И происходило преображение. Свет преображал все. Делал прекрасным даже
уродливое. Руфь вспомнила, что Майкл хотел писать северное сияние, освещающее
снег. И Эмиссар не смел запачкать его своей грязью.
* * *
Подошел сенокос. Руфь работала, как машина. Но
с Эмиссаром она не разговаривала, даже когда он к ней обращался. Она сгребала
сено, наметывала воз, утрамбовывала его и снова сгребала. Йорген возил сено
домой, Эмиссар всем командовал.
Мать помогала то тут, то там. С таким видом,
словно ей не хватало воздуха. Руфь не сочувствовала матери. Пока мать
подчинялась Эмиссару, Руфи как будто не было до нее дела.
Слова Эмиссара о ней и тете Аде росли с каждым
днем. Однажды все должно было лопнуть. Вернее, взорваться. Руфь нарисовала, как
это будет, в своем блокноте для рисования и спрятала его в нижний ящик комода.

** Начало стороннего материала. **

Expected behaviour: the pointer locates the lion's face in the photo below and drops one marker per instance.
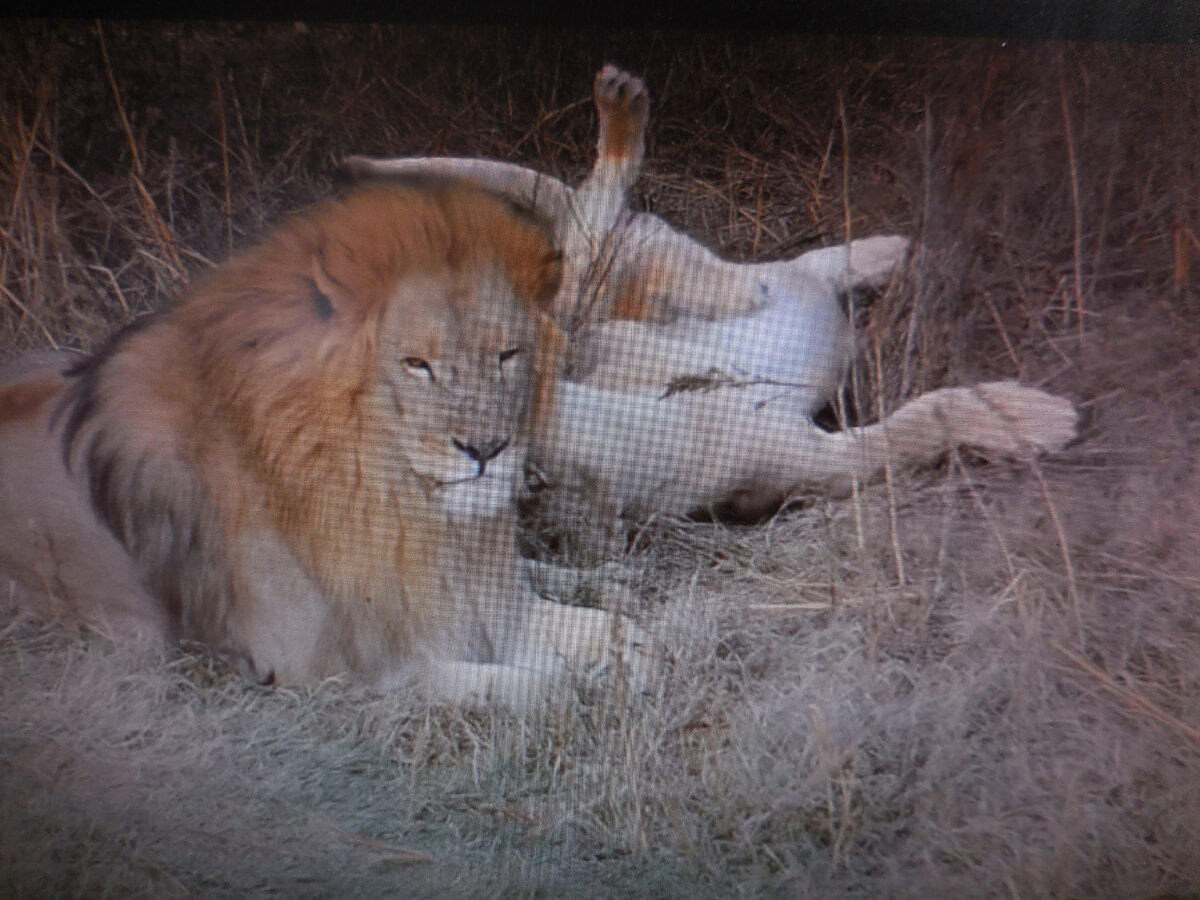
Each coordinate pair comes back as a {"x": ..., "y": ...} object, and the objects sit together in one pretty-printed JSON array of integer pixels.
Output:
[{"x": 456, "y": 369}]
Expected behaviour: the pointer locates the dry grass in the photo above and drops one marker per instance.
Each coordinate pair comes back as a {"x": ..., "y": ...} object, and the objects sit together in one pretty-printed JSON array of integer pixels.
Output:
[{"x": 976, "y": 679}]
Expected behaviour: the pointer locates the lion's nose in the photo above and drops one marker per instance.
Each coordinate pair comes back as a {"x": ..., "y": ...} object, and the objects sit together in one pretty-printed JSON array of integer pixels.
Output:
[{"x": 483, "y": 451}]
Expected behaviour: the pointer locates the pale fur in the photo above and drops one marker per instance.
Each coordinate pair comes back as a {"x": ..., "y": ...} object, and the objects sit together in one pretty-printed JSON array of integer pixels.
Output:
[
  {"x": 695, "y": 378},
  {"x": 307, "y": 462}
]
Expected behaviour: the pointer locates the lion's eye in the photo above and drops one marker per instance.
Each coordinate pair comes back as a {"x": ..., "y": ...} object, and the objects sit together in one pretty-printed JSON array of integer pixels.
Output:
[{"x": 418, "y": 367}]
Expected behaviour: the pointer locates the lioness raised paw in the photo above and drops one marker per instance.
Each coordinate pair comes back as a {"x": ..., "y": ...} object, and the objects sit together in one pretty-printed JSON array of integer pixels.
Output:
[{"x": 623, "y": 106}]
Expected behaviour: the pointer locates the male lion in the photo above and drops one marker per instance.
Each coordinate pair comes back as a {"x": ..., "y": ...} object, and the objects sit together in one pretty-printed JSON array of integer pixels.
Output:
[
  {"x": 307, "y": 462},
  {"x": 694, "y": 379}
]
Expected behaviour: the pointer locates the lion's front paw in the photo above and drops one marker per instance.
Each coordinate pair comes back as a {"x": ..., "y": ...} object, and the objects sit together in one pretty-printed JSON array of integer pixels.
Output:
[{"x": 874, "y": 259}]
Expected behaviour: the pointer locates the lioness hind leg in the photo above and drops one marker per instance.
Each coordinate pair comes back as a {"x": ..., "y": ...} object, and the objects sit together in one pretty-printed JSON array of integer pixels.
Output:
[
  {"x": 997, "y": 417},
  {"x": 665, "y": 274}
]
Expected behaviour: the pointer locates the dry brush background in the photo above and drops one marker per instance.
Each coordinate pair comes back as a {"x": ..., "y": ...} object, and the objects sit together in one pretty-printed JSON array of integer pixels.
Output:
[{"x": 972, "y": 679}]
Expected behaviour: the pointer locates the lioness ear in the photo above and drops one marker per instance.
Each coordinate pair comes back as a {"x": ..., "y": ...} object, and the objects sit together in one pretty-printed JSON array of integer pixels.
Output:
[
  {"x": 539, "y": 276},
  {"x": 327, "y": 294}
]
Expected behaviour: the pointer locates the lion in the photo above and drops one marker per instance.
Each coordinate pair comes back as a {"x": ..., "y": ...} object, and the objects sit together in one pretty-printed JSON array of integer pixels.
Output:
[
  {"x": 694, "y": 379},
  {"x": 307, "y": 462}
]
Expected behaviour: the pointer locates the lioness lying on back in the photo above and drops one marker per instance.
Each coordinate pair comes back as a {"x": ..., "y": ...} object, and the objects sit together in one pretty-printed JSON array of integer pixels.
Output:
[
  {"x": 694, "y": 379},
  {"x": 307, "y": 462}
]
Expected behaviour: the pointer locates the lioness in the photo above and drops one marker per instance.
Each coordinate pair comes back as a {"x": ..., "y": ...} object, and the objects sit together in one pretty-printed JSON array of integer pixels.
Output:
[
  {"x": 307, "y": 462},
  {"x": 694, "y": 379}
]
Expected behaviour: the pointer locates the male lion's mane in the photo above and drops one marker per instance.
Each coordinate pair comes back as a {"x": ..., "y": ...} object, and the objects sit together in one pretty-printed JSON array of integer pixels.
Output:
[{"x": 251, "y": 405}]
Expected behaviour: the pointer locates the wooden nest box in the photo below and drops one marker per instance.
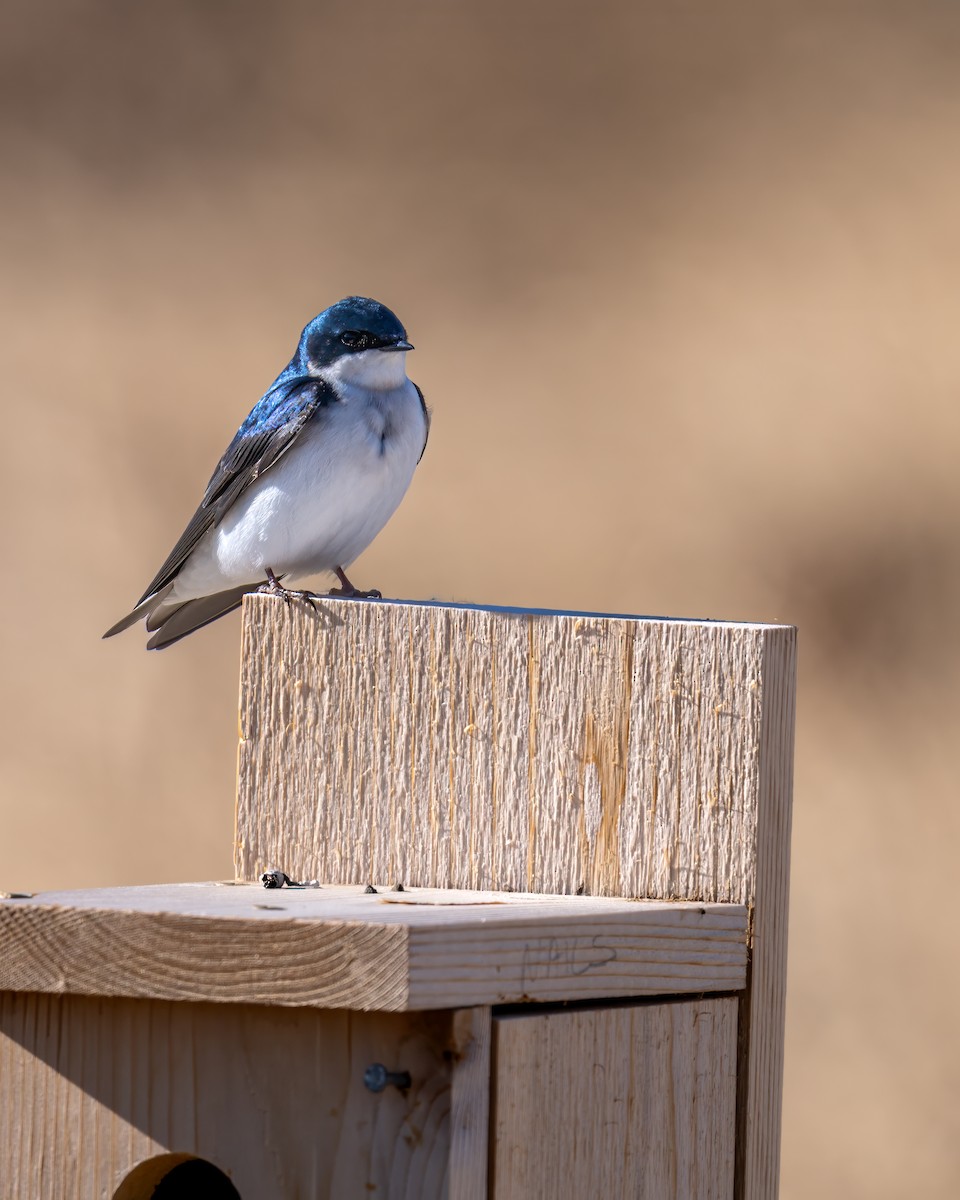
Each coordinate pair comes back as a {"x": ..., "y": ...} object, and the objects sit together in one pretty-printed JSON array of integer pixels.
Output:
[{"x": 546, "y": 958}]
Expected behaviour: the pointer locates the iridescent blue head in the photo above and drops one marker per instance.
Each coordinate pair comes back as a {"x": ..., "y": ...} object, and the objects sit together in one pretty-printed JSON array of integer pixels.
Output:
[{"x": 351, "y": 327}]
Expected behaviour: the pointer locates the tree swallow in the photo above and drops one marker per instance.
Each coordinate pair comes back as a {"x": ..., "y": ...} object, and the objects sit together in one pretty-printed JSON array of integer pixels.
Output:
[{"x": 307, "y": 483}]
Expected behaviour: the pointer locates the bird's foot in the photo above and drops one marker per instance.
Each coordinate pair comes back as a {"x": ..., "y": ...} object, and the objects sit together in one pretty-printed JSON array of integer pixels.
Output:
[
  {"x": 275, "y": 588},
  {"x": 348, "y": 592}
]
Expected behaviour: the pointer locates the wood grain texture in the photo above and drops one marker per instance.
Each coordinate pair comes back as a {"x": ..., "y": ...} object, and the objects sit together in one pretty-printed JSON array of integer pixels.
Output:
[
  {"x": 467, "y": 748},
  {"x": 469, "y": 1115},
  {"x": 457, "y": 747},
  {"x": 765, "y": 1001},
  {"x": 341, "y": 948},
  {"x": 636, "y": 1102},
  {"x": 275, "y": 1098}
]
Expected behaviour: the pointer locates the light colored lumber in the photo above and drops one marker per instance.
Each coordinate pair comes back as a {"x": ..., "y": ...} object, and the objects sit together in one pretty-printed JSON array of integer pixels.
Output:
[
  {"x": 469, "y": 1111},
  {"x": 483, "y": 748},
  {"x": 635, "y": 1102},
  {"x": 341, "y": 948},
  {"x": 273, "y": 1097}
]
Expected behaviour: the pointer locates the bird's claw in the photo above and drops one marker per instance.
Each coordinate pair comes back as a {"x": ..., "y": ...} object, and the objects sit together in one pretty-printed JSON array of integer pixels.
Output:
[
  {"x": 355, "y": 594},
  {"x": 275, "y": 588},
  {"x": 348, "y": 592}
]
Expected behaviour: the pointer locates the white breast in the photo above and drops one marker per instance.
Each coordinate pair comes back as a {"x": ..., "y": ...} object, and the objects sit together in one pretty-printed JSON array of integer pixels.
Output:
[{"x": 330, "y": 493}]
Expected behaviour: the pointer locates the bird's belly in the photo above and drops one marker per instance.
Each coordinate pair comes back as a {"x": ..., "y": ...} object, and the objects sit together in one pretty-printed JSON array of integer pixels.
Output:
[{"x": 321, "y": 505}]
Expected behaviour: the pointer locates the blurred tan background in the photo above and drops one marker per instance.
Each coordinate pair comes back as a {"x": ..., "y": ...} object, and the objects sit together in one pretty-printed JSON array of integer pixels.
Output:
[{"x": 684, "y": 282}]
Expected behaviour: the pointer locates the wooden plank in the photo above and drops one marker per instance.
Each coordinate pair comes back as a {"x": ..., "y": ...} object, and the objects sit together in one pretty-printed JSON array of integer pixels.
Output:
[
  {"x": 274, "y": 1097},
  {"x": 763, "y": 1005},
  {"x": 635, "y": 1102},
  {"x": 493, "y": 749},
  {"x": 469, "y": 1114},
  {"x": 460, "y": 747},
  {"x": 341, "y": 948}
]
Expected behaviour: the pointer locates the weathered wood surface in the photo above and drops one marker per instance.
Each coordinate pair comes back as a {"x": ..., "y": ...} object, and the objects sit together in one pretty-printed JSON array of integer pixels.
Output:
[
  {"x": 469, "y": 1111},
  {"x": 341, "y": 948},
  {"x": 456, "y": 747},
  {"x": 633, "y": 1103},
  {"x": 273, "y": 1097}
]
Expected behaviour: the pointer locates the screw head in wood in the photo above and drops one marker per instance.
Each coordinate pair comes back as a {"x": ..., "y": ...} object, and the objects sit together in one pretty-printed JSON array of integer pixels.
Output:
[{"x": 377, "y": 1078}]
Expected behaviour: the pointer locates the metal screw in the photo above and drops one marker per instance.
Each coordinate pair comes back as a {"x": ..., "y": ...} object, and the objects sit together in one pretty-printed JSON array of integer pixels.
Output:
[{"x": 377, "y": 1078}]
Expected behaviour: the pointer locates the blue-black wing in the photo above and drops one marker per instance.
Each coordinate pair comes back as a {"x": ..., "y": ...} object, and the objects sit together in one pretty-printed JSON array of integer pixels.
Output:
[{"x": 270, "y": 430}]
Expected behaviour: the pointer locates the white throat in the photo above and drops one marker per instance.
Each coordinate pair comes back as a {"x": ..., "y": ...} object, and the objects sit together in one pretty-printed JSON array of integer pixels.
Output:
[{"x": 373, "y": 370}]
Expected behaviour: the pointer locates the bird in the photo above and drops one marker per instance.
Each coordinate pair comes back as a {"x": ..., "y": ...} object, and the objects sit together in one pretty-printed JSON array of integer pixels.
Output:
[{"x": 309, "y": 480}]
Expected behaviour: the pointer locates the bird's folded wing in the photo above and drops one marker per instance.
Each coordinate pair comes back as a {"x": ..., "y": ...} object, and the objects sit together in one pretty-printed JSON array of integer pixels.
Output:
[{"x": 270, "y": 430}]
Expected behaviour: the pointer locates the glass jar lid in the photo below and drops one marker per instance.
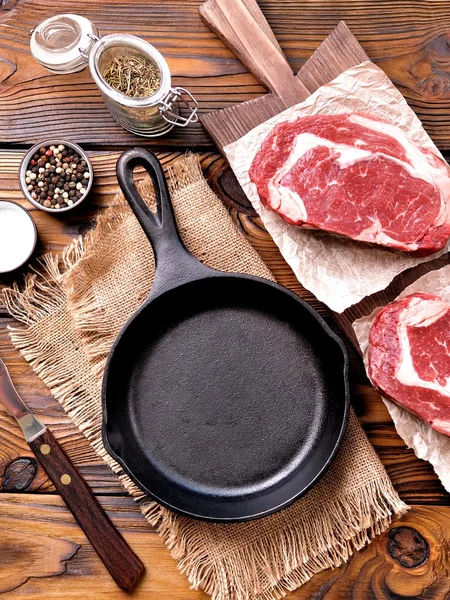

Руки и ноги Эмиссара отделились от туловища.
Белые зубы, каждый по отдельности, впились в ствол дерева, черными волосами, в
которых не было ни одной седой пряди, хотя Эмиссар был намного старше Майкла,
она обмотала овцу в правом углу рисунка. Шишковатый голый череп откатился и
белел возле хлева. Прямой нос и широкие плечи, не знавшие тяжести, летели по
воздуху, как щепки. Это был серо-черный взрыв с кроваво-красными контурами.
Глаза Эмиссара она прибила к столбу изгороди. Карие, блестящие, они были похожи
на ненужные гвозди, вбитые в годовые кольца.